A decisão do senador Rogério Carvalho (PT), relator da PEC da Segurança Pública no Senado, de retirar do texto a mudança na distribuição dos recursos arrecadados com as apostas de quota fixa foi recebida como uma vitória pelas entidades que representam o esporte brasileiro. O dispositivo aprovado anteriormente pela Câmara dos Deputados poderia provocar uma perda estimada em aproximadamente R$ 500 milhões por ano para o financiamento do setor.
A mudança feita na Câmara previa destinar 30% da arrecadação das bets ao Fundo Nacional de Segurança Pública e ao Fundo Penitenciário Nacional. Ou seja, a parcela das receitas das apostas destinada às áreas sociais poderia cair de 12% para 8,4%, atingindo recursos que hoje ajudam a financiar clubes, competições, estruturas de treinamento e programas de formação de atletas.
A reação do setor ganhou força nos últimos dias.

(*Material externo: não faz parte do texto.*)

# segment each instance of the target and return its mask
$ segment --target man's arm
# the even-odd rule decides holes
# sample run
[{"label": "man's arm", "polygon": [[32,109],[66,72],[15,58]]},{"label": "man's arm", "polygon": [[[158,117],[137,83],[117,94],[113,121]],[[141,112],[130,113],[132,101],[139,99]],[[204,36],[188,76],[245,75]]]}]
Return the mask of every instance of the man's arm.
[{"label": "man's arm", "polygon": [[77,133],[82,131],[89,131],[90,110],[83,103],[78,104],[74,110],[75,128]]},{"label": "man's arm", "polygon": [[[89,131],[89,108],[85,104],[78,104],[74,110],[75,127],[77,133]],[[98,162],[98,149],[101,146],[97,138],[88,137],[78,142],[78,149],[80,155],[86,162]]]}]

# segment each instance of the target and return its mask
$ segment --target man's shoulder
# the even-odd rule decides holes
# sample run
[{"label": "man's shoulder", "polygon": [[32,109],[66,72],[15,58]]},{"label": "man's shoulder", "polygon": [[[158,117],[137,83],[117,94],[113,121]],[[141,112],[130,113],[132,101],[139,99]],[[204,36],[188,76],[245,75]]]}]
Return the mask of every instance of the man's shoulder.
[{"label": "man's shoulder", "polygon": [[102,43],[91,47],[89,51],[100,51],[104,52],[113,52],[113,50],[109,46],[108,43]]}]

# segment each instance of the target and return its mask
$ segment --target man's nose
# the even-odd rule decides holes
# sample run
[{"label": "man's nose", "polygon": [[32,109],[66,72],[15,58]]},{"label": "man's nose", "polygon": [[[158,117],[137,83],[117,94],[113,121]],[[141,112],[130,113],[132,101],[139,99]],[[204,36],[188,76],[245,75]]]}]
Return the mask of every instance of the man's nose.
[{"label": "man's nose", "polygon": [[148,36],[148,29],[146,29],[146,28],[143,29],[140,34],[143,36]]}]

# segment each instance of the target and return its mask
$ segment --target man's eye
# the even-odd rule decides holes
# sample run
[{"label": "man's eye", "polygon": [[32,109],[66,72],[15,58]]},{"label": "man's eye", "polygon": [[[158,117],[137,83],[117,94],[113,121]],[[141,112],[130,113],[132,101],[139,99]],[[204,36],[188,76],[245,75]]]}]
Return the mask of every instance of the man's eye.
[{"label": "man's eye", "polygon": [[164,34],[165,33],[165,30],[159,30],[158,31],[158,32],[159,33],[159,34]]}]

Comitê Olímpico do Brasil (COB), Comitê Paralímpico Brasileiro (CPB), Comitê Brasileiro de Clubes (CBC), Comitê Brasileiro de Clubes Paralímpicos (CBCP), Confederação Brasileira do Desporto Universitário (CBDU) e Confederação Brasileira do Desporto Escolar (CBDE), além de clubes e atletas olímpicos, intensificaram a mobilização em Brasília para evitar que o financiamento da segurança pública avançasse sobre uma receita considerada importante para o esporte.
Presidente do COB, Marco La Porta estimou que a alteração provocaria impacto de aproximadamente R$ 500 milhões no sistema esportivo. O temor das entidades era de que a redução atingisse principalmente projetos de longo prazo, desde a identificação de novos talentos nas categorias de base até a preparação de atletas para competições nacionais, mundiais e Jogos Olímpicos e Paralímpicos.
Rogério então decidiu retirar o dispositivo de seu relatório, que será analisado pela Comissão de Constituição e Justiça (CCJ) do Senado. O senador também adotou um argumento técnico: para ele, não seria adequado constitucionalizar a divisão de receitas provenientes de uma atividade específica, deixando uma regra dessa natureza engessada na Constituição.
“É inoportuno constitucionalizar distribuição de receitas de um jogo. Vários segmentos pediram para deixar a matéria sobre regulamentação em lei ordinária. Só para o esporte, representaria uma perda significativa. Vamos discutir esse ponto posteriormente”, afirmou.
A posição defendida pelo relator é de que a destinação de receitas aos dois fundos seja discutida posteriormente por meio de lei ordinária, instrumento que permite ao Congresso tratar especificamente do modelo de financiamento sem vinculá-lo diretamente ao texto constitucional da PEC da Segurança.
A retirada atende justamente ao principal pedido apresentado pelo setor esportivo durante a mobilização em Brasília.